I was big fan of 4th Edition of Dungeons & Dragons, but I always felt that it’s biggest shortcoming was the way that it modeled--or rather, failed to model--mounted combat. You had to take the Mounted Combat feat if you wanted play a knight or some kind of cavalryman, and that feat’s benefits were strictly limited compared to other feats, particularly those related to your Character’s race or class. None of the classes in 4e had a build that particularly favored mounted combat, not even the Paladin, which has traditionally had Celestial Charger as one of its iconic class features. I even tried setting up a mounted campaign for my gaming group, but it just didn’t work. The group felt there were better ways to move through the campaign-world than by horseback, and they didn’t see the advantages of trying to optimize their characters for combat on horseback. I tried upping the ante, adding high fantasy concepts to the game like griffins and riding sharks, but we never achieved the feel I was looking for, and after a while, I quit trying.
The argument against using mounts in D&D rests largely on the kinds of terrain your Player-Characters (PCs) are likely to explore. Even the most devoted cavalryman will find it challenging to ride his horse into the halls of a castle or down into a dungeon. That’s fine. However, being mounted offered significant advantages to ancient warriors, be they heavily armored European knights, Japan’s samurai, or the horselords of the Mongol Empire, particularly in the right kinds of terrain. This has not changed with the advance of technology. Today’s armored cavalry is the “Mounted Combat Arm of Decision”. Heavy cavalrymen may not be the optimal force for nation-building, but they take and hold ground with greater speed and more power than any other force on the battlefield. It is this kind of thing that I would like D&D to better replicate with the new edition.

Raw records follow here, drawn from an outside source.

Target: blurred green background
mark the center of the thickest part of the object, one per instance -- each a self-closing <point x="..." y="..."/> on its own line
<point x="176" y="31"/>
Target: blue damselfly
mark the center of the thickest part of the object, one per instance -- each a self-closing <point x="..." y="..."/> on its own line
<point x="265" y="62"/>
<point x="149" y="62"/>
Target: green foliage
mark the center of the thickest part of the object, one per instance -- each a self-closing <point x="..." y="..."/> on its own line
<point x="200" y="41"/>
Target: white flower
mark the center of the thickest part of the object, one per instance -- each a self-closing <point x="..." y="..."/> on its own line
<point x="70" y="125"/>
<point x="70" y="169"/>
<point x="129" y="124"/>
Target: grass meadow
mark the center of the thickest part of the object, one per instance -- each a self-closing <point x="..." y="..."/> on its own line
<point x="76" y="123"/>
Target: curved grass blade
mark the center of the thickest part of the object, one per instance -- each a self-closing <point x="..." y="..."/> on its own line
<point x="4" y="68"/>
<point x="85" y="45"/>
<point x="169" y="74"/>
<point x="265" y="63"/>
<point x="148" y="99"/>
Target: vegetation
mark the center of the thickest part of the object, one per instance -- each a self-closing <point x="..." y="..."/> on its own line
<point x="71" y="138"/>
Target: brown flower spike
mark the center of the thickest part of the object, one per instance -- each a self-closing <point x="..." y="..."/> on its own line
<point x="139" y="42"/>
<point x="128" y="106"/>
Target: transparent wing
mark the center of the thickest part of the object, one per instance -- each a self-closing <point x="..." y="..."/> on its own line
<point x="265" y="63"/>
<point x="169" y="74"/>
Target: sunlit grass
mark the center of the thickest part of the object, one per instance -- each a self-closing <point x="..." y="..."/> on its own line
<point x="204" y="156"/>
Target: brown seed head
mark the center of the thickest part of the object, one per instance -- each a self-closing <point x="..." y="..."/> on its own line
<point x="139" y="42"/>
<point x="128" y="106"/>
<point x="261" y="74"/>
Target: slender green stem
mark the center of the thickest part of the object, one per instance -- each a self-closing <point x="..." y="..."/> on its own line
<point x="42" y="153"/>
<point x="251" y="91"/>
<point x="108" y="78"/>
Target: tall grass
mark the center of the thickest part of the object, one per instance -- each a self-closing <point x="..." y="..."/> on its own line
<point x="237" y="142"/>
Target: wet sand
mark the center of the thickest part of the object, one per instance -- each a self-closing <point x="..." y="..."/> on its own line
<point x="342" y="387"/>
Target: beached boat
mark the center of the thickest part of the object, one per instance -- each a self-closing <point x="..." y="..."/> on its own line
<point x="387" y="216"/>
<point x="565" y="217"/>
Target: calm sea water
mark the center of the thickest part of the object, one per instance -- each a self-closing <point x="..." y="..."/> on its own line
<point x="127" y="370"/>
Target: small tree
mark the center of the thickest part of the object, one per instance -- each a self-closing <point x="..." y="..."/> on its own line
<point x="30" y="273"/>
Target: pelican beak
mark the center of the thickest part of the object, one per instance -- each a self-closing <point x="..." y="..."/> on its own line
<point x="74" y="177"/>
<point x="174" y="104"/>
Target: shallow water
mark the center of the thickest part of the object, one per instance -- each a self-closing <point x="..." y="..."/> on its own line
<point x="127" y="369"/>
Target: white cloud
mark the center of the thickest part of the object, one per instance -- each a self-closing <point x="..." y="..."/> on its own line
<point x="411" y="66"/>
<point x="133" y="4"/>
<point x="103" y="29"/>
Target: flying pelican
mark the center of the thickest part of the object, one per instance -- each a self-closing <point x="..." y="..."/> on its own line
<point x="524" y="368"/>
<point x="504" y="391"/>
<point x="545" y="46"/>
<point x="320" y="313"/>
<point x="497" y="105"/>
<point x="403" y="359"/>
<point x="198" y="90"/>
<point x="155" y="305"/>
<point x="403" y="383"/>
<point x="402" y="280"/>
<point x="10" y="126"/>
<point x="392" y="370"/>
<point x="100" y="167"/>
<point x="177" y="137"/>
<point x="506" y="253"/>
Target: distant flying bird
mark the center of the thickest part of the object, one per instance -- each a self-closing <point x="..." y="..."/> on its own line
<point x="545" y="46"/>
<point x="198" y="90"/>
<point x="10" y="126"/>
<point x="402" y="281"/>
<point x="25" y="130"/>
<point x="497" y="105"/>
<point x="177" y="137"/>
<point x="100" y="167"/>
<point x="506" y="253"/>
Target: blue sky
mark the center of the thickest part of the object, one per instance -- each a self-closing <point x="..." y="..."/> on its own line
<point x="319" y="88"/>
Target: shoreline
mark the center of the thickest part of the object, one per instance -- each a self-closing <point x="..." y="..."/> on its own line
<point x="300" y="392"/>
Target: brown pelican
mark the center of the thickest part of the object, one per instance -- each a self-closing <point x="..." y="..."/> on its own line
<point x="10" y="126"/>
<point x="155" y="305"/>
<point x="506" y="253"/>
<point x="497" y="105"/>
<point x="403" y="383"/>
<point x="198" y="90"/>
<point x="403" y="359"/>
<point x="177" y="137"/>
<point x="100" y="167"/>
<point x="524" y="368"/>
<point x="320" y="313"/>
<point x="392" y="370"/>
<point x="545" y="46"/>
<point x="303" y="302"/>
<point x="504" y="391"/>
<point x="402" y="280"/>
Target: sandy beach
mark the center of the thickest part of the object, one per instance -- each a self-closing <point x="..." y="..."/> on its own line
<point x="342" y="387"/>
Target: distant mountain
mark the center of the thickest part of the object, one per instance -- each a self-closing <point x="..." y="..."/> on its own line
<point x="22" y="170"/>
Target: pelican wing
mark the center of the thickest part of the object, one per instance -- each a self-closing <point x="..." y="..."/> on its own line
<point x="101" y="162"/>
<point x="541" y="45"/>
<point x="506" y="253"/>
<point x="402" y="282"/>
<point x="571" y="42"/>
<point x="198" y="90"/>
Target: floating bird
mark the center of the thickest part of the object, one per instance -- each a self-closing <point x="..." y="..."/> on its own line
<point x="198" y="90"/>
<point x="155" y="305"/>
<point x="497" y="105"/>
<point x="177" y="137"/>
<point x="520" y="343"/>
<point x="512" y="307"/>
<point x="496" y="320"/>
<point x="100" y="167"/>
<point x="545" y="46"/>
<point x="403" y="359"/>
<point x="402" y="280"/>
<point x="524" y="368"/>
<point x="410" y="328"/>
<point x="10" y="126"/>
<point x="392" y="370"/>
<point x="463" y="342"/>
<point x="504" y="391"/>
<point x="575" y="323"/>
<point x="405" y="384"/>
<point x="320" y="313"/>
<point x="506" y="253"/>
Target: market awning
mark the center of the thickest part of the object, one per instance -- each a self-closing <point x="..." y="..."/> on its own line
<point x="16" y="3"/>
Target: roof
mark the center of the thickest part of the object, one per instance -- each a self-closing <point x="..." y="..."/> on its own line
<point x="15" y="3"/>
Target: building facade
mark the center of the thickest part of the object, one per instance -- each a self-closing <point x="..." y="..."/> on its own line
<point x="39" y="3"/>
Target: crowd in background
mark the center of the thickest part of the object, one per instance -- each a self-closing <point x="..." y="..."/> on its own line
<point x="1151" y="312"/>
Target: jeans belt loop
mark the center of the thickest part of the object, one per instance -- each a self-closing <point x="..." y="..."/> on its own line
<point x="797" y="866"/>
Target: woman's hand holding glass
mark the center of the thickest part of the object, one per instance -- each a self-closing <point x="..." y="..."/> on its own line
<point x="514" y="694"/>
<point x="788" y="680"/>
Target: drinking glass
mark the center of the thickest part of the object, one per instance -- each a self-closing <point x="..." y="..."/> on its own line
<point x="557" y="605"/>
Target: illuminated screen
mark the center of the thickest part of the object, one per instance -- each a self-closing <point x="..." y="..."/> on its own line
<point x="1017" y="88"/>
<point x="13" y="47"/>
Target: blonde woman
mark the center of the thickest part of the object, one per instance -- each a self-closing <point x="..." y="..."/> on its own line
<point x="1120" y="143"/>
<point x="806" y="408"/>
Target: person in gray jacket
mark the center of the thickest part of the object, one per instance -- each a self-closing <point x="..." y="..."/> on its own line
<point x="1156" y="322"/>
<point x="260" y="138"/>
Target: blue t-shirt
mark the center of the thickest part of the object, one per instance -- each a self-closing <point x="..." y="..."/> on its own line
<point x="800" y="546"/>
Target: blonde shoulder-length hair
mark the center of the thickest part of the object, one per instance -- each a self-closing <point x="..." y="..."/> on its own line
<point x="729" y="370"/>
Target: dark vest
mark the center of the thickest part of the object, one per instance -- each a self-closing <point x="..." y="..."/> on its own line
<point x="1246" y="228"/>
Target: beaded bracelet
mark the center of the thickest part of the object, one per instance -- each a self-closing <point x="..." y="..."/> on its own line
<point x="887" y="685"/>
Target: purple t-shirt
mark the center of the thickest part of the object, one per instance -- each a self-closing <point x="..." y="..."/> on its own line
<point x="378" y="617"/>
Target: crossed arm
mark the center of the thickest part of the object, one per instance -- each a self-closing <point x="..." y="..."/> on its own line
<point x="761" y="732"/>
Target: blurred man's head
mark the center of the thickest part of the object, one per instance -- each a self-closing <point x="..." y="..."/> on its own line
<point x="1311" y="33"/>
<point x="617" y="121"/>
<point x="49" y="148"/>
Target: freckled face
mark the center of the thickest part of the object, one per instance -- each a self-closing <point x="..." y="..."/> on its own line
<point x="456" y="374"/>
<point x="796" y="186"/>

There are three kinds of cavalrymen that I would like to try to model in the new edition:
- Cavalry Scout (Ranger)
- Barbarian Horselord (Barbarian)
- Heavy Cavalryman (Fighter)
Cavalry Scout (Ranger)
The new edition of D&D models mounted combatants much more effectively than did D&D’s 4th Edition. The existing Ranger class needs only one small change to make it work for a Cavalry Scout build. This same change is also extremely useful for mounted versions of the Fighter and Paladin, and in concert with the new Mounted Combatant feat, this specific change gets us most of the way towards where we want to go.
Fighting Style: Mounted
You gain +2 to damage rolls when mounted.*
This change works because of its versatility. The advantages of making melee attacks from the saddle are obvious, but mounted archery was a far more useful and deadly skill in ancient combat. Shooting from horseback was the killer application for horsemen across Asia and Japan, be they Mongol tribesmen or samurai. Modern culture has developed a fetish for the samurai’s katana and daisho, but the actual history puts equal emphasis on a samurai’s skill with a bow.
Shooting from horseback is a skill that takes years to master, but for the mounted scout the advantages are obvious. Scouts use horses because horses increase mobility. Closing with the enemy gives this advantage away. Armored knights may find the tradeoff worthwhile because of the value of shock effect, but light cavalry offers a different kind of value in battle. Light cavalry is intended primarily for reconnaissance and security operations. Cavalrymen may fight the enemy’s scouts in order to obtain information about the bad guys’ location and disposition, but their primary value doesn’t come from fighting bad guys.
Archery preserves a scout’s mobility by introducing standoff. In D&D, this means that the Ranger doesn’t have to worry about taking opportunity attacks as he moves through the battlefield. In real life, it meant that scouts could fire and retreat without allowing themselves to become decisively engaged.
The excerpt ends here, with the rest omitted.